# synchroniser 2 ipod classic  sur le même ordi



## anderfiaux (17 Décembre 2009)

Bonsoir, j'aimerai synchroniser un 2ème ipod classic sur un 1er ordi et ensuite pouvoir copier cette musique du 2ème ipod sur un autre ordi. Est-ce possible? Que se passera-t-il quand je re-synchroniserai le 1er ipod sur le 1er ordi? est-ce que je risque de tout perdre? y a-t-il des astuces?Merci pour vos réponses


----------



## bayliner28 (17 Décembre 2009)

Non, c'est possible.... Avec mon iPod Nano 3G J'ai l'ai fait et ça marche bien..... Bonne Chance......


Tu prends le iPod et tu le branche et tu t'assure de bien copier les chansons et tout va comme sur des roulettes 






Bayliner28


----------



## fransik (18 Décembre 2009)

anderfiaux a dit:


> Bonsoir, j'aimerai synchroniser un 2ème ipod classic sur un 1er ordi et ensuite pouvoir copier cette musique du 2ème ipod sur un autre ordi. Est-ce possible? Que se passera-t-il quand je re-synchroniserai le 1er ipod sur le 1er ordi? est-ce que je risque de tout perdre? y a-t-il des astuces?Merci pour vos réponses



Salut, 
c'est moi ou ta question est quand même bien confuse? 

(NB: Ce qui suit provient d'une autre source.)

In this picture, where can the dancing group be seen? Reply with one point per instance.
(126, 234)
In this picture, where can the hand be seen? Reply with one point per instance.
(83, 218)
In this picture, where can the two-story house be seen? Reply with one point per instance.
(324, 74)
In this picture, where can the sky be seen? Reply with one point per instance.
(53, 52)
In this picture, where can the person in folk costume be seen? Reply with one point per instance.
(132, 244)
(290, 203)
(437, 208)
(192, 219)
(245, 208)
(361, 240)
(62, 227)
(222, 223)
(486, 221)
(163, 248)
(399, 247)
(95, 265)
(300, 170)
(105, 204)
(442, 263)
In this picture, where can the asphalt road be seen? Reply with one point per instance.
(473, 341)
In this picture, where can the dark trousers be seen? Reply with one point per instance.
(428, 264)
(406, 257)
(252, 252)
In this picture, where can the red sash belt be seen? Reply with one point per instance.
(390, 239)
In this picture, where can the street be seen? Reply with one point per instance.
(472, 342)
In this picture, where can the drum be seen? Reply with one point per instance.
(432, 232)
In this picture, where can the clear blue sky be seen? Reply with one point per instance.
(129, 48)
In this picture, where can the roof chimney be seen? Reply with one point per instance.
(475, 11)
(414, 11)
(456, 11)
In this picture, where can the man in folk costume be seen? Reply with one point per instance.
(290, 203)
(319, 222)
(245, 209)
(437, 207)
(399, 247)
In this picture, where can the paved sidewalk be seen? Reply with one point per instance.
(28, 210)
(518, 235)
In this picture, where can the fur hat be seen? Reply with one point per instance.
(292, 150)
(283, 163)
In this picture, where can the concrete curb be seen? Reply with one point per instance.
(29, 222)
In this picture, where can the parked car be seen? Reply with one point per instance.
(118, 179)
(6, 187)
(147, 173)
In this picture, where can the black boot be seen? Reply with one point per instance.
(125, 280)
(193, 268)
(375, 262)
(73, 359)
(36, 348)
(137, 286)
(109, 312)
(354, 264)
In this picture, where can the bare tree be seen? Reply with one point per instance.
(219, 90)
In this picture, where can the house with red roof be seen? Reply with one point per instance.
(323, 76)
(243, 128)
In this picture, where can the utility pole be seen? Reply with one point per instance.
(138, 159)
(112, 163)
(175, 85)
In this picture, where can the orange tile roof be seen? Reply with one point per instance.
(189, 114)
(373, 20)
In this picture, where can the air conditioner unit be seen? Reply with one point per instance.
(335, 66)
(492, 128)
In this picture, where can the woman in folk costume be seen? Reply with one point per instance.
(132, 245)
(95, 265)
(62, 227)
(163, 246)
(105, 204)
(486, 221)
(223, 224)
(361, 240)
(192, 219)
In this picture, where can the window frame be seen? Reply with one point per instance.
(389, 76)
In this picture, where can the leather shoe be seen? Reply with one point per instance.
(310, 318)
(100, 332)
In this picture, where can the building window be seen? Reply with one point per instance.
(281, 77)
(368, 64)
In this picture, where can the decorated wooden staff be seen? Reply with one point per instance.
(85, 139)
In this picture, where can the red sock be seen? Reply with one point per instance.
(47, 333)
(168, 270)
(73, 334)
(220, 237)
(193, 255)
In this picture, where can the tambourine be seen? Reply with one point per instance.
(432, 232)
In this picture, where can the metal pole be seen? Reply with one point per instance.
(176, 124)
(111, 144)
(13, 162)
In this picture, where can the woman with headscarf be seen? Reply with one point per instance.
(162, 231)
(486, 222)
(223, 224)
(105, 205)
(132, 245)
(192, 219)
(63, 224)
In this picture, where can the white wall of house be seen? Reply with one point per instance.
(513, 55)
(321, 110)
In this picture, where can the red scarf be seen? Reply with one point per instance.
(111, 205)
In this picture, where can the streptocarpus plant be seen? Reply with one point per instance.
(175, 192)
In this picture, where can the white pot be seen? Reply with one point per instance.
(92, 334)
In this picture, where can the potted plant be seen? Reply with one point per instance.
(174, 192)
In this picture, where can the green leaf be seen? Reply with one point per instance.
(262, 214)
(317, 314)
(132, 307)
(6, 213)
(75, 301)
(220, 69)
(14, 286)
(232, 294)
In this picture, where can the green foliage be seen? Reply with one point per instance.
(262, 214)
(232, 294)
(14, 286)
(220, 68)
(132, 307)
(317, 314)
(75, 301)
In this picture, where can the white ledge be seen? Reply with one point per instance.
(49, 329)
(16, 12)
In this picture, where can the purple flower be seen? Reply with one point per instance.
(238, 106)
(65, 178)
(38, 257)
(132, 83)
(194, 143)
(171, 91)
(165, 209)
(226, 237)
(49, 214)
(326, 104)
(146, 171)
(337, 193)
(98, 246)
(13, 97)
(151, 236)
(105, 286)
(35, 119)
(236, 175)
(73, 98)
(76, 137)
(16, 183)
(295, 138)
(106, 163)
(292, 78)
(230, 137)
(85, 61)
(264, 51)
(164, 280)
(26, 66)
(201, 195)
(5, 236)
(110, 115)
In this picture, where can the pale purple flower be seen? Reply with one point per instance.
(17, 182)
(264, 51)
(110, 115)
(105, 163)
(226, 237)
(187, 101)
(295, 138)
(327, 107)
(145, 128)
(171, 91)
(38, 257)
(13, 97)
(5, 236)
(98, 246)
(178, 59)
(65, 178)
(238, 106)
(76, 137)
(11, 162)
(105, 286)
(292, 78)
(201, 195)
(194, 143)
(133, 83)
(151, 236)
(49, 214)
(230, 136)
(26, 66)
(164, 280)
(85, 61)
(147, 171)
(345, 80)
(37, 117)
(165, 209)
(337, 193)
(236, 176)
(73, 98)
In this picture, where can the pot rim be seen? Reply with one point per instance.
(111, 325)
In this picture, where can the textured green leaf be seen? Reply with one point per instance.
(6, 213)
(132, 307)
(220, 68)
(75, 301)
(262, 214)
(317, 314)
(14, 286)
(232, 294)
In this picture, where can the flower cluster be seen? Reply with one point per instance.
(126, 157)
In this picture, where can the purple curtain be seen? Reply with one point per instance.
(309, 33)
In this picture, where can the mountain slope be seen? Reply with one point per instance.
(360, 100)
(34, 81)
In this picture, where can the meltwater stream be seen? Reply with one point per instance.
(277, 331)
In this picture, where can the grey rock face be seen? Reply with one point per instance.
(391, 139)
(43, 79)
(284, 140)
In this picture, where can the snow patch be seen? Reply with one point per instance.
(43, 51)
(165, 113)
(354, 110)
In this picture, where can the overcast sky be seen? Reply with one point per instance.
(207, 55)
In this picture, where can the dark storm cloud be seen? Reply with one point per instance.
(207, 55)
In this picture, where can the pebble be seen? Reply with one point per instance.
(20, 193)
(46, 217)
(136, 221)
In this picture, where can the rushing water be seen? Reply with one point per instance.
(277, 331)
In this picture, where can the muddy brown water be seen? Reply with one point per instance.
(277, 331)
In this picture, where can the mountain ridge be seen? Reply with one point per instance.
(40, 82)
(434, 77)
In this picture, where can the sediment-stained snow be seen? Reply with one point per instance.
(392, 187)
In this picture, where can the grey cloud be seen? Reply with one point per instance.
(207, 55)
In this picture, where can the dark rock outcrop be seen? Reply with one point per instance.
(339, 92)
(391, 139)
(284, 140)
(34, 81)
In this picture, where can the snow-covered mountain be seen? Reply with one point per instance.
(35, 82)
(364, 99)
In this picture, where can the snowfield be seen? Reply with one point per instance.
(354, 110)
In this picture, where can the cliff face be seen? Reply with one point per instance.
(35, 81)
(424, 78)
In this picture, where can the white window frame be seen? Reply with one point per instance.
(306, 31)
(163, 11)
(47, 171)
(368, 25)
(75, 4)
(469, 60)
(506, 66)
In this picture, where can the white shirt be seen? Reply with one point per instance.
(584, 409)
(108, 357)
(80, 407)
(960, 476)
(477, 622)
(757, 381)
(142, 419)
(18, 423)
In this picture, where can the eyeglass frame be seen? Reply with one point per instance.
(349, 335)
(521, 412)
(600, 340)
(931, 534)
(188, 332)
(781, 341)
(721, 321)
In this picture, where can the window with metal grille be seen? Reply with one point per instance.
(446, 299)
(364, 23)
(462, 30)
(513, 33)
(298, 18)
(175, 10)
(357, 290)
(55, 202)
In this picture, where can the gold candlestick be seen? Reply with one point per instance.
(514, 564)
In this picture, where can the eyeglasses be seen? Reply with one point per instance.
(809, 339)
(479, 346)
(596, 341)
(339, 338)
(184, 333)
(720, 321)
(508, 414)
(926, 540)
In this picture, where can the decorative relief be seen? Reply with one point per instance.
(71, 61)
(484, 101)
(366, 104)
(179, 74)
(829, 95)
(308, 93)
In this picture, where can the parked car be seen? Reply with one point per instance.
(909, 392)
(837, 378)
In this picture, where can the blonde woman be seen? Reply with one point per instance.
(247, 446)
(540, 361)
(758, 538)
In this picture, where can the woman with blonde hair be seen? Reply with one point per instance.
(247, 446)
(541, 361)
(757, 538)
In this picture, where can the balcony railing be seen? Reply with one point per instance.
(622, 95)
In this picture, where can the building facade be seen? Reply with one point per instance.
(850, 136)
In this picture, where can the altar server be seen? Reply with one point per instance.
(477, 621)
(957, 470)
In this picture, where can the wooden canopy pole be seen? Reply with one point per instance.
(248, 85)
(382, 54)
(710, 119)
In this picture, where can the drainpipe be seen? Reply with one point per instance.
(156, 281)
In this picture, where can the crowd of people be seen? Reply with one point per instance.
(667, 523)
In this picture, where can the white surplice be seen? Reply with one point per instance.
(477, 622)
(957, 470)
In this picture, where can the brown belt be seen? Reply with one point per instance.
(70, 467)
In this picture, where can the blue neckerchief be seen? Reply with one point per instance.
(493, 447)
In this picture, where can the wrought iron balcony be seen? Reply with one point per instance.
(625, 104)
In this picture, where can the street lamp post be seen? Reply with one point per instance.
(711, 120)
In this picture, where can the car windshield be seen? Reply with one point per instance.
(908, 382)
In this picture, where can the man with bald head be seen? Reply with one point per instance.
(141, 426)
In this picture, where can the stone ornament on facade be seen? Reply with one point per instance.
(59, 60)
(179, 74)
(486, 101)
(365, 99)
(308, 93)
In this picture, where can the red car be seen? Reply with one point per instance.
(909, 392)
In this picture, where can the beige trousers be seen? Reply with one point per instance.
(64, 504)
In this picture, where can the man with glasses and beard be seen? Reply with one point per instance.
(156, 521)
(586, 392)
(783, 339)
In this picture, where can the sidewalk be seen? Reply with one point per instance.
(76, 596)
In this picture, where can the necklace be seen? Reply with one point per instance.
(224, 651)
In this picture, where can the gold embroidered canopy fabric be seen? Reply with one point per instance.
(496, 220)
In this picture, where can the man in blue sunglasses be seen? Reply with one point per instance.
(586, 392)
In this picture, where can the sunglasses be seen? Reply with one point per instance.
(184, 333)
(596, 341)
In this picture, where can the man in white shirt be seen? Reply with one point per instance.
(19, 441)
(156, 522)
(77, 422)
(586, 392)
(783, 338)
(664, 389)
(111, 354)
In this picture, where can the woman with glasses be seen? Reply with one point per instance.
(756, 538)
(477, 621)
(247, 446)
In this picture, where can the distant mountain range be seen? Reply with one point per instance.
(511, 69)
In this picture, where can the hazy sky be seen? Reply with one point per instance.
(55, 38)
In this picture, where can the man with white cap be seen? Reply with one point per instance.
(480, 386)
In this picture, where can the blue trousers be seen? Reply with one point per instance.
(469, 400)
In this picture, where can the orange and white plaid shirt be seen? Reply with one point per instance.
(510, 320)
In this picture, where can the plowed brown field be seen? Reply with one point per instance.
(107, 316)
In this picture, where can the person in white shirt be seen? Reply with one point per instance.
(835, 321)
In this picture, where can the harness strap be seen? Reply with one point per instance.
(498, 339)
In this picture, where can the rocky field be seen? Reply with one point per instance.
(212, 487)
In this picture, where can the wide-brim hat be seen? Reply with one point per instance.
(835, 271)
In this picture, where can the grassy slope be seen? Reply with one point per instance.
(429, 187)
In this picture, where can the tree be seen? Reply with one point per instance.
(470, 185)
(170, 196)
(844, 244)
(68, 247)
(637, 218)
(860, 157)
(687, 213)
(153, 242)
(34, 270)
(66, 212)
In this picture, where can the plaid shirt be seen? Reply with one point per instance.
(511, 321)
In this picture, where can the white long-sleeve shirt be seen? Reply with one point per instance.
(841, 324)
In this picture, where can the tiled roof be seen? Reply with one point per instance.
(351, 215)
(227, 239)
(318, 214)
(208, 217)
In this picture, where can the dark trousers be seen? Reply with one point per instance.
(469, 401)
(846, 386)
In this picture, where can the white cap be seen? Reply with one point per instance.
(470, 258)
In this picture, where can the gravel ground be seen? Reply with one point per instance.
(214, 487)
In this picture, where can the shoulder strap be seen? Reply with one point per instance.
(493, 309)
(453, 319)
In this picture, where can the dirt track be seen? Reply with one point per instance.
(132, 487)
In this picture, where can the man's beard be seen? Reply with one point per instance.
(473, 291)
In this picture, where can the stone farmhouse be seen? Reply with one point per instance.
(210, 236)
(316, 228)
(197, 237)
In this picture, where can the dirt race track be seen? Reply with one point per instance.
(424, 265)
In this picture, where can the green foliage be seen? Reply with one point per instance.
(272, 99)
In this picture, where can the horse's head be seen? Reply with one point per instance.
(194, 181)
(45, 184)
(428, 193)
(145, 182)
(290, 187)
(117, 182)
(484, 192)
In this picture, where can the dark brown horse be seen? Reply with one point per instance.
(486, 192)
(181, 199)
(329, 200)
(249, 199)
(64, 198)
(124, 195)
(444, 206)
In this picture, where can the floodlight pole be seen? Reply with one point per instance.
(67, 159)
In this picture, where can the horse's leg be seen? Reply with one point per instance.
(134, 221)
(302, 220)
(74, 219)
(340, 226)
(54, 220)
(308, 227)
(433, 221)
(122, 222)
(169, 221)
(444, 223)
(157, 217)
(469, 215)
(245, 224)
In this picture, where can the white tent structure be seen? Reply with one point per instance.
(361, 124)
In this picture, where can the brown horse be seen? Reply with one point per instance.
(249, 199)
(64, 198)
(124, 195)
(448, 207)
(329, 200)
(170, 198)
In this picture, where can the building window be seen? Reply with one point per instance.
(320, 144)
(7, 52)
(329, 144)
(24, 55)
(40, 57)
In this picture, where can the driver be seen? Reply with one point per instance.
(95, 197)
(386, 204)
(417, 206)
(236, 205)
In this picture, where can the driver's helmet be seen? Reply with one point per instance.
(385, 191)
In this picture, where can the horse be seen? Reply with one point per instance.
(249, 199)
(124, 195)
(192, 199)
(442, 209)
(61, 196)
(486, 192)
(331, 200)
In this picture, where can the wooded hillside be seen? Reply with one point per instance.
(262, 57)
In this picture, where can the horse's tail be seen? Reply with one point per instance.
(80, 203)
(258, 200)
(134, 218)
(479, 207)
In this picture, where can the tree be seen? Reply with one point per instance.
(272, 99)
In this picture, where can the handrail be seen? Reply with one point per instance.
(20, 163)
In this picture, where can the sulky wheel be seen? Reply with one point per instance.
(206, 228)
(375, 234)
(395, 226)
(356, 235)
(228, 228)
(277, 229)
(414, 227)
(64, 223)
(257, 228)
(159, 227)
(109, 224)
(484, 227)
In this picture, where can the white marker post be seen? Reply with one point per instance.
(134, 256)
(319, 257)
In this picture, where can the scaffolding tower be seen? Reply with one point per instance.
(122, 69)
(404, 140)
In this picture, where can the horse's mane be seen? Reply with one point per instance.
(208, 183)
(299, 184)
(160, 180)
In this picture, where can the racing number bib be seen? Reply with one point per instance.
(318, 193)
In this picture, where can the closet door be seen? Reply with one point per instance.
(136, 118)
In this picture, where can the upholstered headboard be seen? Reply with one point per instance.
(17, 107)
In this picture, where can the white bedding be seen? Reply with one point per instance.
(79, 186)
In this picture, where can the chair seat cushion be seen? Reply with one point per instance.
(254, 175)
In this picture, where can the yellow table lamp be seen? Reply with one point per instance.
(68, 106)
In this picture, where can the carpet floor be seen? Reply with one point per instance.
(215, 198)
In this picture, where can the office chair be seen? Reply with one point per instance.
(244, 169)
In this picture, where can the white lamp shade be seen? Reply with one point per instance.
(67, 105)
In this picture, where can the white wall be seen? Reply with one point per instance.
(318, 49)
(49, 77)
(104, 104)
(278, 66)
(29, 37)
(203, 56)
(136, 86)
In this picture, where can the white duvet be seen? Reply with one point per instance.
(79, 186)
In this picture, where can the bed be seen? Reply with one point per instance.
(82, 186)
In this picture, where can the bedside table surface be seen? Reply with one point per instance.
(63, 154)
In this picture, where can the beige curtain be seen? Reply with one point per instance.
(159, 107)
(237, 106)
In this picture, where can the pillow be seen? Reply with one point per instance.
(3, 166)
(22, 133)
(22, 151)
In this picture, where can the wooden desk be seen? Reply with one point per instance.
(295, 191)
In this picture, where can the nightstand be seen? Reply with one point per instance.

Si tu veux transférer ta musique d'un ordinateur vers un autre via un 2ème iPod, c'est possible parait-il, mais pas forcément avec iTunes. 
Il serait peut-être intéressant d'activer la fonction "Partage à domicile" et de transférer directement entre les deux postes, non? 

De toutes façons, et à moins que ce ne soit maintenant devenu possible de transférer via iPod & iTunes, un gentil message s'affiche pour te demander si tu veux désormais synchroniser uniquement avec tel ordinateur, et donc effacer préalablement à une nouvelle synchronisation...

Soit tu passes par une alternative à iTunes/ un utilitaire, soit tu transfères/ copies ta bibliothèque iTunes d'un ordinateur vers l'autre, par exemple via un disque externe. 
Les deux sujets ont été abordés plusieurs fois sur les forums.


----------



## BigMac50 (20 Décembre 2009)

Salut je suis dans la même situation que toi, j'utilise la dernière version iTunes, il faut que tu active le mode manuel et surtout bien nommer tes ipods correctement, moi par exemple ça donne ceci iPod Classic 01, iPod Classic 02 ........ Et tout fonctionne bien

Petite précision j'ai des bibiotjeqie différentes sur chacun de mes ipods

J'espère que ça pourra t'aider


----------



## fransik (21 Décembre 2009)

...iTunes 9.0.2 (25) et dernière version logicielle sur iPod, impossible de transférer du iPod vers le Mac. 
En tous cas, pas avec iTunes.


----------